В первом выпуске ВО, как известно, сохраняется целый ряд разделов, представленных в издании стихотворений Фета 1863 года. Это — «Снега», «Море», «Весна», «Мелодии» и «Разные стихотворения». Заглавие раздела «Элегии», вероятно, по инициативе Вл. Соловьева, в ВО модифицируется — «Элегии и думы». Все перечисленные разделы (исключением является «Море») входили также в состав более ранних сборников Фета (мы имеем в виду «Стихотворения» 1850 года и сборник 1856-го под редакцией И. С. Тургенева) и пополнялись новыми текстами в каждом последующем издании. В издании 1850 года Фет и Аполлон Григорьев посредством разного типа нумерации стихотворений противопоставили собственно разделы (то есть менее жестко структурированные сверхстиховые единства) циклам — единствам с хорошо продуманной композицией[1109]. К последним следует отнести (как мы показали в своей предыдущей работе)[1110] в первую очередь «Снега» и «Вечера и ночи». В издании 1856 года Тургенев унифицировал нумерацию стихотворений и, таким образом, уничтожил циклы. Готовя к печати сборник 1863 года, Фет фактически ничего не изменил ни в общей композиции книги, ни внутри составляющих ее разделов. Следовательно, попытка Соловьева продумать композицию составляющих книгу сверхстиховых единств является в какой-то мере продолжением трудов Фета и Аполлона Григорьева конца 1840-х годов.

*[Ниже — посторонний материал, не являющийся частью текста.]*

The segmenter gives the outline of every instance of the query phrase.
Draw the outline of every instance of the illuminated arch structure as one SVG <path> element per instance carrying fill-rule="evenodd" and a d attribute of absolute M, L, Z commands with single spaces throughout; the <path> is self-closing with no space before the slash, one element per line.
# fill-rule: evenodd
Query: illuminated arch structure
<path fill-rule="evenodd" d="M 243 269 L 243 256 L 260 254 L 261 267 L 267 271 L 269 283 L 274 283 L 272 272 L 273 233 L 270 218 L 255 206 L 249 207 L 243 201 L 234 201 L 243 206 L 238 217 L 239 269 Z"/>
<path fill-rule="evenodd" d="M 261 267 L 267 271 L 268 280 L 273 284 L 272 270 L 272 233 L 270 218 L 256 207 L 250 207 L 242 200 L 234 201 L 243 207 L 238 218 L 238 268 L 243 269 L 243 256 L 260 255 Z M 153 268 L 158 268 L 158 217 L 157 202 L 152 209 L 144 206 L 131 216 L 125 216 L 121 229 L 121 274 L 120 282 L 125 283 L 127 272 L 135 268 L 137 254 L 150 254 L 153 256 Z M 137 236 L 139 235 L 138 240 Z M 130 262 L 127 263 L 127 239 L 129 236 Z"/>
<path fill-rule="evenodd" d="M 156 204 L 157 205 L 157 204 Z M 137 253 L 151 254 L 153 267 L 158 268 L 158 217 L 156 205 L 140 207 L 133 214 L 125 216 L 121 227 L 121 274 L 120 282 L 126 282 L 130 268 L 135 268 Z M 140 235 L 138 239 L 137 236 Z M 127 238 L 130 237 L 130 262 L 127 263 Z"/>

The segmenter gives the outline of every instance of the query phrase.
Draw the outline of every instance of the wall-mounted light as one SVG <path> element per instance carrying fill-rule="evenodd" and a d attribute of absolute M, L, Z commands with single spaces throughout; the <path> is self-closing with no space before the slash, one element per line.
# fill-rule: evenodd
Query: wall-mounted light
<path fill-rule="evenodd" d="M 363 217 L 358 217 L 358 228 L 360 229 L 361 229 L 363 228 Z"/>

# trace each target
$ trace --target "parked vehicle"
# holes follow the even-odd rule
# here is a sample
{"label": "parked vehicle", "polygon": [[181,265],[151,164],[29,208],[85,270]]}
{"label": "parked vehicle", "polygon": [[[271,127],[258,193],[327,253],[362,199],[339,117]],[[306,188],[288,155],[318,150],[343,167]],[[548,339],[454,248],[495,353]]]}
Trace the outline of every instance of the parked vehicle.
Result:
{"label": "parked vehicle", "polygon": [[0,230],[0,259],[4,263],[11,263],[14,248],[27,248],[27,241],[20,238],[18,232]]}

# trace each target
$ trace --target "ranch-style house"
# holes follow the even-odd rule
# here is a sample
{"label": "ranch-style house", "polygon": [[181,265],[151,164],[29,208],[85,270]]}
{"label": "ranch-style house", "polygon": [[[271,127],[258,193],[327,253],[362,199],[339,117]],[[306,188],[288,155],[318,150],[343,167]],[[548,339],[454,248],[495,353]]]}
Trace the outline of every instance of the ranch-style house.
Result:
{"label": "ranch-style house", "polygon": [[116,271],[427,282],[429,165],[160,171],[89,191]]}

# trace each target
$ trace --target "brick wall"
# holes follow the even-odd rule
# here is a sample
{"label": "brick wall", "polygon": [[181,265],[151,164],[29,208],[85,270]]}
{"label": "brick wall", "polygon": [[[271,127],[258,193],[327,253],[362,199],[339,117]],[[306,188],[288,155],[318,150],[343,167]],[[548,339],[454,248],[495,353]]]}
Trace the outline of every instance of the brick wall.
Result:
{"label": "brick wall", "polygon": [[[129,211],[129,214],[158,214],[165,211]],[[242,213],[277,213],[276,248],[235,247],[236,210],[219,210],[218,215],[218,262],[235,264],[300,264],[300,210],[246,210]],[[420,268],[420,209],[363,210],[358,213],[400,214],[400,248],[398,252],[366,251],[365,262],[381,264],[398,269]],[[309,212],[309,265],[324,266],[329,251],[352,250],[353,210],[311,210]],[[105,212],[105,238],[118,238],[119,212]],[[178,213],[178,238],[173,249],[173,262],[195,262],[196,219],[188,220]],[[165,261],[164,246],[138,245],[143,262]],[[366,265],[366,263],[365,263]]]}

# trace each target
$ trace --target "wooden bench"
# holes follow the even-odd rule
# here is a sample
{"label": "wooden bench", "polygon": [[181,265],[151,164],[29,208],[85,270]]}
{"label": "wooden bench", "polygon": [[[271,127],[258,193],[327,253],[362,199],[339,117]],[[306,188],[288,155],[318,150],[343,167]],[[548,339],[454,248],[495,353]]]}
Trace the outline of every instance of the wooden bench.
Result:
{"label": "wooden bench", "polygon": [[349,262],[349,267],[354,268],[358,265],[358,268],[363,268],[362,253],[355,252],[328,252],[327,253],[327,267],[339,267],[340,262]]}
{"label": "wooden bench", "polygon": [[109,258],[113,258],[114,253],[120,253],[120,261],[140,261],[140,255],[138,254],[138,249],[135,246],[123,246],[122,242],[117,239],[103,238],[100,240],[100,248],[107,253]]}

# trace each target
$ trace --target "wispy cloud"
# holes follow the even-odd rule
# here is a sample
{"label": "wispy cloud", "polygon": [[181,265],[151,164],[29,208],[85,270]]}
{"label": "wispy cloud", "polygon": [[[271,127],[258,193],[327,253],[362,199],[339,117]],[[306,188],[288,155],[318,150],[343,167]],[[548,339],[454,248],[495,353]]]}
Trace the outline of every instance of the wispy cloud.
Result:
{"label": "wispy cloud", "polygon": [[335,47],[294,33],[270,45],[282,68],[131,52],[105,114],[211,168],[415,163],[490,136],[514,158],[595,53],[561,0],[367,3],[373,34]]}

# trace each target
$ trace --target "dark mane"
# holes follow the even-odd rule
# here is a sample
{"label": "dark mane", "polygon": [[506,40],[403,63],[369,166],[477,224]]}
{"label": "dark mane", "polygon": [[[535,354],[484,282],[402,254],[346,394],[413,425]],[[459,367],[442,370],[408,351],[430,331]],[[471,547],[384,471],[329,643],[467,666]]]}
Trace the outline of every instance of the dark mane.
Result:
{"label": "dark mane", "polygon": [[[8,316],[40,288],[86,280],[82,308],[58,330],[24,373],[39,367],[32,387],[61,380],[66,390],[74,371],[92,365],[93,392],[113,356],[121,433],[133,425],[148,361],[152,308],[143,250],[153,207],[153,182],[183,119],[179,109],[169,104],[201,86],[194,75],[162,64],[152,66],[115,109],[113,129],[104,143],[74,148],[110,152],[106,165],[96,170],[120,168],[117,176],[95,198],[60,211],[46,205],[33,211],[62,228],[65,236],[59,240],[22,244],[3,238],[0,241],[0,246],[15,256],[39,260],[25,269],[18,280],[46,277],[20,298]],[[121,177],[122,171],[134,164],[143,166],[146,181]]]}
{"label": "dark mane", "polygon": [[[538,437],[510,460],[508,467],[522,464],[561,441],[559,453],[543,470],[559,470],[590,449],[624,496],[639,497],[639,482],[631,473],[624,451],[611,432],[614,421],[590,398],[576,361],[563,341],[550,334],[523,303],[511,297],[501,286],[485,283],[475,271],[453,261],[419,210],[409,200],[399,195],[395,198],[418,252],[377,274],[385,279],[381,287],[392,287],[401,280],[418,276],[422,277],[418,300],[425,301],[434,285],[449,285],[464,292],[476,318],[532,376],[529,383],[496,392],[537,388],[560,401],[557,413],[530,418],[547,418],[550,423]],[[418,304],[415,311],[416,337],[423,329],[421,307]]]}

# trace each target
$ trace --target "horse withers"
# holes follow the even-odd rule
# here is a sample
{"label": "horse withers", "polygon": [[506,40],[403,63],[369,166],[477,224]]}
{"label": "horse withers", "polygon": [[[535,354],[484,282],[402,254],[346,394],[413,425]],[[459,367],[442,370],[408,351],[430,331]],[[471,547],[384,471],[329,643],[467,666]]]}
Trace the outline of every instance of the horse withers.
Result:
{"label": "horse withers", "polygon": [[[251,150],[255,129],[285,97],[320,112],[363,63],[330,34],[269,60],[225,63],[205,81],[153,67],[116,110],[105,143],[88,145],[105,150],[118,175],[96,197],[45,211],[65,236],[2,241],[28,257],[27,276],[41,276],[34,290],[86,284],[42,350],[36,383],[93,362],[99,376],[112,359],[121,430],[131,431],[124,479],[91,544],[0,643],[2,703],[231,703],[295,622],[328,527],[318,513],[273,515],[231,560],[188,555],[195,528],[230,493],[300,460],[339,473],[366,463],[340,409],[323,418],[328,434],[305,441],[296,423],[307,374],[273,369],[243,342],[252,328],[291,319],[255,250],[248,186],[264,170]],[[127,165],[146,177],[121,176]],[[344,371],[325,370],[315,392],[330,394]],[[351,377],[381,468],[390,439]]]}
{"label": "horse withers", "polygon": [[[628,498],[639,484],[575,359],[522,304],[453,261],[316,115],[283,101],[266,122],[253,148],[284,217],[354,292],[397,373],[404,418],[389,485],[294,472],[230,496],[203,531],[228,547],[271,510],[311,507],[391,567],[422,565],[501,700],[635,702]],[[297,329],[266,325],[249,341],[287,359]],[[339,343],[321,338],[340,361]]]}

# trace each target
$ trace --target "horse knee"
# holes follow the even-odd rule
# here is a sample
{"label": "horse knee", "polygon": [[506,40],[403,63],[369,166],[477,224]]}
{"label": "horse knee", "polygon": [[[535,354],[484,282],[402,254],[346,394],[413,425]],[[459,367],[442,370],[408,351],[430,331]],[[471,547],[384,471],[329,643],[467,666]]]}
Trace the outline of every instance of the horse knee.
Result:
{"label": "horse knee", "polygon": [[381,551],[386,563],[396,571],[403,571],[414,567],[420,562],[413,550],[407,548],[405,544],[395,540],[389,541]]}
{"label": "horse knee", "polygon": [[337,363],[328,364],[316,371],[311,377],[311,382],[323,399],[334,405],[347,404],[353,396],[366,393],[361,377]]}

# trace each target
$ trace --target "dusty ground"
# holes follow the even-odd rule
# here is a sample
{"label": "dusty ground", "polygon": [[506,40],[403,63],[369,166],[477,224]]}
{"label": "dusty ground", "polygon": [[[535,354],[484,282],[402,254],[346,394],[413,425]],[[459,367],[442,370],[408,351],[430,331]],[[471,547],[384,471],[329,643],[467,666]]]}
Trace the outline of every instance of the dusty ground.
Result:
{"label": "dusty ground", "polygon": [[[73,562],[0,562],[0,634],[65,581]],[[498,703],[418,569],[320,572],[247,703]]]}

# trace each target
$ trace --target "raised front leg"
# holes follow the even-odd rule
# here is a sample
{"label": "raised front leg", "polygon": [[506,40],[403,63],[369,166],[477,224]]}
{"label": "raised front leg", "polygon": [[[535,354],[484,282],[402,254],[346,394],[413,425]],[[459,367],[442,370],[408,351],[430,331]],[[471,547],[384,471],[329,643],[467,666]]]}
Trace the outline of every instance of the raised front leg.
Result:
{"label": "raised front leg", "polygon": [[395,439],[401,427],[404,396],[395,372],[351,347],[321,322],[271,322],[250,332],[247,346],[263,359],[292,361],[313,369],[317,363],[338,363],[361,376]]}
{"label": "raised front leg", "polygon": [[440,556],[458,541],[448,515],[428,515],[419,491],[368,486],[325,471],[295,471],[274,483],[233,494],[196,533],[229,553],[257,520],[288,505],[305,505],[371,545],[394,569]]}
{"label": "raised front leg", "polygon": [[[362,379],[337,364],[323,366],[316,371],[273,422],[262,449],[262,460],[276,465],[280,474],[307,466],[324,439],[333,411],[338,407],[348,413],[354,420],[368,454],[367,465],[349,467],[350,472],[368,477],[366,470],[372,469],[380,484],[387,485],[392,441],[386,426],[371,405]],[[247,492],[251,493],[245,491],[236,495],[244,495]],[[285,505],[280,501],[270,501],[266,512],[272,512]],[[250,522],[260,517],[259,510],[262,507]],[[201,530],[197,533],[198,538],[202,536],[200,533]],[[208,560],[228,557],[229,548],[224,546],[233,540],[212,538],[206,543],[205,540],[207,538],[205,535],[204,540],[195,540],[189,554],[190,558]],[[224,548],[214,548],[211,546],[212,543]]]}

Даже при поверхностном знакомстве с первым выпуском ВО бросается в глаза, что композиция книги отчетливо противопоставлена предыдущему изданию стихотворений Фета. Очевидна установка Вл. Соловьева (и, по-видимому, помогавшего Фету в отборе и компоновке текстов Н. Страхова)[1111] обозначить основные константы поэтической эволюции Фета и противопоставить раннее его творчество позднему. Эволюция, как полагает Соловьев, заключается в движении Фета от «субъективности» к «объективности». По мнению Соловьева, «вдохновение» «Вечерних огней» «свободно» «от всякой примеси юношеских увлечений <…> и представляет лишь истинную сущность предмета»[1112].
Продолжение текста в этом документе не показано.